Disulfide bonds (bond between 2 cysteine molecules), salt bridges (between charged amino acids, example aspartic acid and histidine), hydrophobic interactions (between hydrophobic amino acids)

Question 24

What is the structure found at the quaternary level of organization?

Answer 24

Interactions of several subunits (dimers, tetramers)

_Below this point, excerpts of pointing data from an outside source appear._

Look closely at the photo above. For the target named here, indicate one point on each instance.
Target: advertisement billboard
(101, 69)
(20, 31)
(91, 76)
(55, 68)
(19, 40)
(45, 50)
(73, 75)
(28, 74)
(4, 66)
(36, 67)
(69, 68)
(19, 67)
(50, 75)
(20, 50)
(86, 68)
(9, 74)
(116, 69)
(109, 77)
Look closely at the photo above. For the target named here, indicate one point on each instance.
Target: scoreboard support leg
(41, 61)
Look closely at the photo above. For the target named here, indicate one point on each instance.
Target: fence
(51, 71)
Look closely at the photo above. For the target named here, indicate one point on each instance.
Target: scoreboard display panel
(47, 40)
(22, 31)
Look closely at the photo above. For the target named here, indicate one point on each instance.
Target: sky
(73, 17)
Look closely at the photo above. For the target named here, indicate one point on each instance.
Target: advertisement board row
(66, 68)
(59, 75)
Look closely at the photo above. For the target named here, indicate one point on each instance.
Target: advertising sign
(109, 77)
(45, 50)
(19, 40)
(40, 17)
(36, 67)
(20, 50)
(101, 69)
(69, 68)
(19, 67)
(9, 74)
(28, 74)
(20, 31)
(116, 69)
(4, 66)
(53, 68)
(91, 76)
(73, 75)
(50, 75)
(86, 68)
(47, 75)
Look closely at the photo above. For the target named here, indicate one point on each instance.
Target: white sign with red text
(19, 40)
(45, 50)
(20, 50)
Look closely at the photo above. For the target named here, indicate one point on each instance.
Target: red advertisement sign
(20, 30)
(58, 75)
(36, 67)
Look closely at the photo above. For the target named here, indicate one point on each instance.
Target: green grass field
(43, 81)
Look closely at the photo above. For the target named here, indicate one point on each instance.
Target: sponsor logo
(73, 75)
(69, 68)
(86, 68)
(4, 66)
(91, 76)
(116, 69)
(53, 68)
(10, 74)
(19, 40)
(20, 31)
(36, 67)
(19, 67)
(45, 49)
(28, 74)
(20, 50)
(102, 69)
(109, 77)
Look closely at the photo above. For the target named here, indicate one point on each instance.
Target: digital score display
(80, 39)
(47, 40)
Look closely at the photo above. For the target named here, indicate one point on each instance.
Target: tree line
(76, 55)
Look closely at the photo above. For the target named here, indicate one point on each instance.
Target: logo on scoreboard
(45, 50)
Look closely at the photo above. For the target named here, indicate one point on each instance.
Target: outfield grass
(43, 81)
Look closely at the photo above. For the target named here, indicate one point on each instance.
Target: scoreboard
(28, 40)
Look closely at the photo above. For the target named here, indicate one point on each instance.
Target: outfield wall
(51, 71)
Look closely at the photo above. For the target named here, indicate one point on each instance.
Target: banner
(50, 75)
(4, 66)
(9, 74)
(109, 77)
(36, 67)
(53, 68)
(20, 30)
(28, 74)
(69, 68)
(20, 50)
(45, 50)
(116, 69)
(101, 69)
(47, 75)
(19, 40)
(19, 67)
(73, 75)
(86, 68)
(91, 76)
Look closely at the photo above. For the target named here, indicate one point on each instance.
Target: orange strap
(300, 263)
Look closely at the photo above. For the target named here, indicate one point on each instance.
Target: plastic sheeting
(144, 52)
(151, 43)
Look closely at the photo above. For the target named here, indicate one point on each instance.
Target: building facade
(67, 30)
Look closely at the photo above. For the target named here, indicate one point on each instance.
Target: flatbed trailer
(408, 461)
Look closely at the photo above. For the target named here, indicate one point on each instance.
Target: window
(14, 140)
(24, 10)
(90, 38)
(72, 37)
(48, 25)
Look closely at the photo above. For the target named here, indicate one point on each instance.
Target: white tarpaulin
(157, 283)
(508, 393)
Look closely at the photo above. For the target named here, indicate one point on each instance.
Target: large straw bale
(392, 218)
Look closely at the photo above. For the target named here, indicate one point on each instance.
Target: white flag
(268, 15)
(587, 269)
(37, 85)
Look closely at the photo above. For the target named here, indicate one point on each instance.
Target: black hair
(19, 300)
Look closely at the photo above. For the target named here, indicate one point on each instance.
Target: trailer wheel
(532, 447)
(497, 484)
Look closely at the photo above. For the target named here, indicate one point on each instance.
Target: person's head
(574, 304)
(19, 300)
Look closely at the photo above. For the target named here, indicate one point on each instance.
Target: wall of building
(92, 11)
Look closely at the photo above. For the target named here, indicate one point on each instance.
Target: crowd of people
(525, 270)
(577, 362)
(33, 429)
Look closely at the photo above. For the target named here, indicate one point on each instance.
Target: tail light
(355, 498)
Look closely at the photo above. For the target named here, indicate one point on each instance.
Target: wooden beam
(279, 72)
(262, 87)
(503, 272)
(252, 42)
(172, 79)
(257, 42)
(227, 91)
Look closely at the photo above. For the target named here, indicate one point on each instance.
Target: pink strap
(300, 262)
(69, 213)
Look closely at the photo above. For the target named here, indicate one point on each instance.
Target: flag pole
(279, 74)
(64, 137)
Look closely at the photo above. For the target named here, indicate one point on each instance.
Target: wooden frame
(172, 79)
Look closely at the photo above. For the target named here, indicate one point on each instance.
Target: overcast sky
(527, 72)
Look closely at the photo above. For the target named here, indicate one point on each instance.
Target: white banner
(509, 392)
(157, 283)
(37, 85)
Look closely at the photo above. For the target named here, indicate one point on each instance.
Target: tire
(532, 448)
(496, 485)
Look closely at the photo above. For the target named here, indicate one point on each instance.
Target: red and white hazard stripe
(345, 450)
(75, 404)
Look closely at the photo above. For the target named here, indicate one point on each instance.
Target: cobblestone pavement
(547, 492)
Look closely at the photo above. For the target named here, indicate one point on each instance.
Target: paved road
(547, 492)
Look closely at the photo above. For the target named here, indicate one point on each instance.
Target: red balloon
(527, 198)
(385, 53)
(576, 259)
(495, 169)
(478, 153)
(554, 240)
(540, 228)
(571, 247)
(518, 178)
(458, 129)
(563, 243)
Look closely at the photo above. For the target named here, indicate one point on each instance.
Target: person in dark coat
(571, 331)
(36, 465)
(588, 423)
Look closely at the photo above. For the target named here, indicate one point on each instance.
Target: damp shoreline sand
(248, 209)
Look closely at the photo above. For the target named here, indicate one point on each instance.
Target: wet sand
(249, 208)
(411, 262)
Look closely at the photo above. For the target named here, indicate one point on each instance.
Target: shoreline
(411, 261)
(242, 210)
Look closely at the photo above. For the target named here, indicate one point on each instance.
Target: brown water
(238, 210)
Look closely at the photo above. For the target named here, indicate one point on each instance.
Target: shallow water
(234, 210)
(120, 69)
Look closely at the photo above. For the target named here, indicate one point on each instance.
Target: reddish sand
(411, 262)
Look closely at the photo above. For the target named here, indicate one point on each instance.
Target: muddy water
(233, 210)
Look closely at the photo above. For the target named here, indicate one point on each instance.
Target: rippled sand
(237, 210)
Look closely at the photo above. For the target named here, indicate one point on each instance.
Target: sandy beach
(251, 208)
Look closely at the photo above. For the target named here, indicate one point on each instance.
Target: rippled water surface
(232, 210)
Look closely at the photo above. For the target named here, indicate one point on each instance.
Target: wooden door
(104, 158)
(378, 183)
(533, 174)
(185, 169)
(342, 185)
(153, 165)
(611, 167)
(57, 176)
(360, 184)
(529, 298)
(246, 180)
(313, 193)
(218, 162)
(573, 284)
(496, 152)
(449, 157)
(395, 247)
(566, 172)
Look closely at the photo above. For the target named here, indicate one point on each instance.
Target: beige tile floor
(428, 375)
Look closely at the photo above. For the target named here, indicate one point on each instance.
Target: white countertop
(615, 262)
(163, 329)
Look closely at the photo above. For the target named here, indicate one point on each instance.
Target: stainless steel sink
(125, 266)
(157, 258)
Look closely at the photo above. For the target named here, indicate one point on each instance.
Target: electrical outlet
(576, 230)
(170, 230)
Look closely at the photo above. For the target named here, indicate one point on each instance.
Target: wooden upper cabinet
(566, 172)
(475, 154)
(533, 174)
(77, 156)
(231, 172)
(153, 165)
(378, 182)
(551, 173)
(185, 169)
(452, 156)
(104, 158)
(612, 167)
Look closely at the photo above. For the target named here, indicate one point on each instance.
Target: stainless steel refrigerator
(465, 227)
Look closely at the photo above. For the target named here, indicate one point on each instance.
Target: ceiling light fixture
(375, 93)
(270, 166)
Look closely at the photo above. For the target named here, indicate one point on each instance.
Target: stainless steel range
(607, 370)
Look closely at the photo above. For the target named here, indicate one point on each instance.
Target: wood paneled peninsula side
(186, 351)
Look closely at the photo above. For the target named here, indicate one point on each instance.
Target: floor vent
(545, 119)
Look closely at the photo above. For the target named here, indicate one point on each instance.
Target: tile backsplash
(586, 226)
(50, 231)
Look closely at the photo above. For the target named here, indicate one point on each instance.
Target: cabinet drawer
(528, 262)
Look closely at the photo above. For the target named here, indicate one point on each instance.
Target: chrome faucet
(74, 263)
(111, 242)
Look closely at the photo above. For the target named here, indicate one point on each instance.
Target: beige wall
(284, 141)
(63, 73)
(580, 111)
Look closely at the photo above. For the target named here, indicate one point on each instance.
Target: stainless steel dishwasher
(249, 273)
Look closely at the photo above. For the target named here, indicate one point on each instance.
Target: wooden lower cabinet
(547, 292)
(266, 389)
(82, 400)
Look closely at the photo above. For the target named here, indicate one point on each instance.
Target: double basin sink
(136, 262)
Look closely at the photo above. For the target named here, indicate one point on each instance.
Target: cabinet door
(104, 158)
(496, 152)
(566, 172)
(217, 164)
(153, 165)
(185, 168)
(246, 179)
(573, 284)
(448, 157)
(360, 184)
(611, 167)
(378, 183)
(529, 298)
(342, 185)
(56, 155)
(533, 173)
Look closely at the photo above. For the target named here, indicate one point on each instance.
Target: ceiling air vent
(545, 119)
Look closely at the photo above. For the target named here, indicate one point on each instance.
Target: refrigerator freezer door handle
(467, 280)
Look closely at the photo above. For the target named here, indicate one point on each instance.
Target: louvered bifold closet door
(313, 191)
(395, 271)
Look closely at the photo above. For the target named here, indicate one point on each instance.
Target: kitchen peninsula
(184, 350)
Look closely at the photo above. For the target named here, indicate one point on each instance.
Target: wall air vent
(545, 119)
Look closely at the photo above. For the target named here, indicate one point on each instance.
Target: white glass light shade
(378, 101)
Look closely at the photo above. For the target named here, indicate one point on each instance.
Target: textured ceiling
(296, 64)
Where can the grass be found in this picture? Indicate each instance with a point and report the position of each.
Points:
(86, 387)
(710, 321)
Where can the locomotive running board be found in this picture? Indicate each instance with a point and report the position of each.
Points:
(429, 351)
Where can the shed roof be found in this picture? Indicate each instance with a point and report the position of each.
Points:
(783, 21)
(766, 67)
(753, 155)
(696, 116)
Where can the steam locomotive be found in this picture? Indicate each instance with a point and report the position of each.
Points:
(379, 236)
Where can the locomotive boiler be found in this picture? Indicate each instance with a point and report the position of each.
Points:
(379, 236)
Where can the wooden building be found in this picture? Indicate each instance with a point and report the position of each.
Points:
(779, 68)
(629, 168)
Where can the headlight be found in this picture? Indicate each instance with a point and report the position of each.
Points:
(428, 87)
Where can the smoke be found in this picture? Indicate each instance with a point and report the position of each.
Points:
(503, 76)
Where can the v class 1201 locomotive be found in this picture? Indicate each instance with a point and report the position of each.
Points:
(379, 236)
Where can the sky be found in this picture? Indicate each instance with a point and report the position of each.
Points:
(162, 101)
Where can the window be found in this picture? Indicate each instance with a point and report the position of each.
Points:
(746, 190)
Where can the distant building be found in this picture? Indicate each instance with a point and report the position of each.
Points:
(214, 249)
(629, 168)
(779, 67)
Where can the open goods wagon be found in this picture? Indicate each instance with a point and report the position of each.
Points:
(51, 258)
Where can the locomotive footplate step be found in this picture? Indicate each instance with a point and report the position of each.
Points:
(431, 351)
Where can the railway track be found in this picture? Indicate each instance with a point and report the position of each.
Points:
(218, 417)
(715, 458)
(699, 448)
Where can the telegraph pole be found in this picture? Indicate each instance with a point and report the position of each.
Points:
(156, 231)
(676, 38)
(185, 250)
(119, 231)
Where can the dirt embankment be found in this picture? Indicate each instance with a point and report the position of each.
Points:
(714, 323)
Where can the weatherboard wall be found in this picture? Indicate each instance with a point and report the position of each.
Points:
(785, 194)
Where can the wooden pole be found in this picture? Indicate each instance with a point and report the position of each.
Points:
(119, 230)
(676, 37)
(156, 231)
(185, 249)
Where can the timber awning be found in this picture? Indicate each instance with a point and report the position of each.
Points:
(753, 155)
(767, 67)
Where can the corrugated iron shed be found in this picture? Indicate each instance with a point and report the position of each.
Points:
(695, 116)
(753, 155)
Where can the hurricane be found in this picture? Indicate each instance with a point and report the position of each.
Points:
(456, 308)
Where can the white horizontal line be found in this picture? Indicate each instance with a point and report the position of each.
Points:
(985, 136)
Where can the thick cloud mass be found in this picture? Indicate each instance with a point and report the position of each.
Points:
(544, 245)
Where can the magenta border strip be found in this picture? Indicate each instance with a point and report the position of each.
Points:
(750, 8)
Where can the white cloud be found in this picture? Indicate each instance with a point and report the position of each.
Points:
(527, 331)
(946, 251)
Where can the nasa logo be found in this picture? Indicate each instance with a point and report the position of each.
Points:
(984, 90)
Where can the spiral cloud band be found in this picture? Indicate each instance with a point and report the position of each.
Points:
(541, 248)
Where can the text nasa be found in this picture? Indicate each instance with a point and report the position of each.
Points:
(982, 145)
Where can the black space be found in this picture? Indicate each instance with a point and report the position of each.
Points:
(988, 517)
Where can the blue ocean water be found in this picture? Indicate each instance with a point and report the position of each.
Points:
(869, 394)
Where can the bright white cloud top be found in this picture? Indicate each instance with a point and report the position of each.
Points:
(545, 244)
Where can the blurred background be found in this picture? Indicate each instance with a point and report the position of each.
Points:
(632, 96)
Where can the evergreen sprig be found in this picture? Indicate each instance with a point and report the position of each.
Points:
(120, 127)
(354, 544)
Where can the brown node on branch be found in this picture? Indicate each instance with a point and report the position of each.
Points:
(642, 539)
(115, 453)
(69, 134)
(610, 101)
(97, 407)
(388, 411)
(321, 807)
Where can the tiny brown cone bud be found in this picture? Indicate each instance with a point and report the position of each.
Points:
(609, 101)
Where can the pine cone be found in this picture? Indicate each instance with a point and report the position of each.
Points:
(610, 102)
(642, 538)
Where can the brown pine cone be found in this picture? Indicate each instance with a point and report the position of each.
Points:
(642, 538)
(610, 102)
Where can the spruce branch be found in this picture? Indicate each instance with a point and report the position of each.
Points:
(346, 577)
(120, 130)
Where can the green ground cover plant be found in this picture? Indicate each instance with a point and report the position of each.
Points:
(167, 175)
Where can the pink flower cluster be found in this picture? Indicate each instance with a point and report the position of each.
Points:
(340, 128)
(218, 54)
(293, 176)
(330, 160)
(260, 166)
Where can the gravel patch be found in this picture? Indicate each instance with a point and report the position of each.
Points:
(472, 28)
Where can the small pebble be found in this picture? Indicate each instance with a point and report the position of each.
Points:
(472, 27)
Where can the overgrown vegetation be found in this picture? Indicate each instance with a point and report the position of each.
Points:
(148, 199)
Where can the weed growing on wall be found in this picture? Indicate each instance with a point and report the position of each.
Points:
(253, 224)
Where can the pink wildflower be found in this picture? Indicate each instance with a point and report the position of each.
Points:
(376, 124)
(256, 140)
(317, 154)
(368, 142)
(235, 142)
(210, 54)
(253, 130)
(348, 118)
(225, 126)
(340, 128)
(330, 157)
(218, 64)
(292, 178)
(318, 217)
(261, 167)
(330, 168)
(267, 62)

ex. structure of hemoglobin (a tetramer)

Question 25

What stabilizes the structures at the tertiary level of organization?

Answer 25

Disulfide bonds (bond between 2 cysteine molecules), salt bridges (between charged amino acids, example aspartic acid and histidine), hydrophobic interactions (between hydrophobic amino acids)

Question 26

Which provides the high rigidity of collagen?

Answer 26

Proline and hydroxyproline

Question 27

Which amino acid occurs in every 3rd amino acid in the sequence of collagen?

Answer 27

Glycine

forms cross-links

Question 28

What amino acids mostly make up elastin?

Answer 28

Glycine, alanine and lysine (few proline)

Question 29

Which unusual amino acid is found in elastin?

Answer 29

Desmosine

Question 30

What is present in alpha-keratin that makes it very tough?

Answer 30

Disulfide bonds

(As opposed to beta-keratin, which does not have any cysteine residues. This makes beta-keratin more soft and supple like silk.)

Question 31

Between myoglobin and hemoglobin, which exhibits a hyperbolic curve, and which one exhibits a sigmoidal curve?

Answer 31

Myoglobin: hyperbolic
Hemoglobin: sigmoidal

Question 32

Which is more ideal for transport and which is more ideal for storage?

Answer 32

Hemoglobin: transport
Myoglobin: storage

Hemoglobin binds O2 only at high concentrations (such as in the lungs) and releases it at low concentrations (peripheral tissues). Myoglobin releases O2 only at very very low O2 concentrations.

Question 33

Sickle cell anemia is caused by a single mutation in amino acid # 6 of the beta subunit of hemoglobin. Which amino acid is it and what is it mutated to?

Answer 33

Glutamate to valine.

Why does it make a difference? Glutamate is POLAR, while valine is NONPOLAR. This would affect the structure because glutamate is found outside hemoglobin while valine would be found inside hemoglobin.

Question 34

How does sickle cell anemia cause problems? Does the disease have any benefit?

Answer 34

The sickle cell structure allows for the polymerization of Hb, causing RBCs to clump together and potentially block blood vessels. The structure isn’t also ideal for O2 binding.

Yes, sickle cell anemia has benefit in malaria-infested regions. The parasite responsible for malaria spends a part of its life cycle inside the RBC. With defective Hb, however, the RBC ruptures more easily, making the parasite unable to reproduce.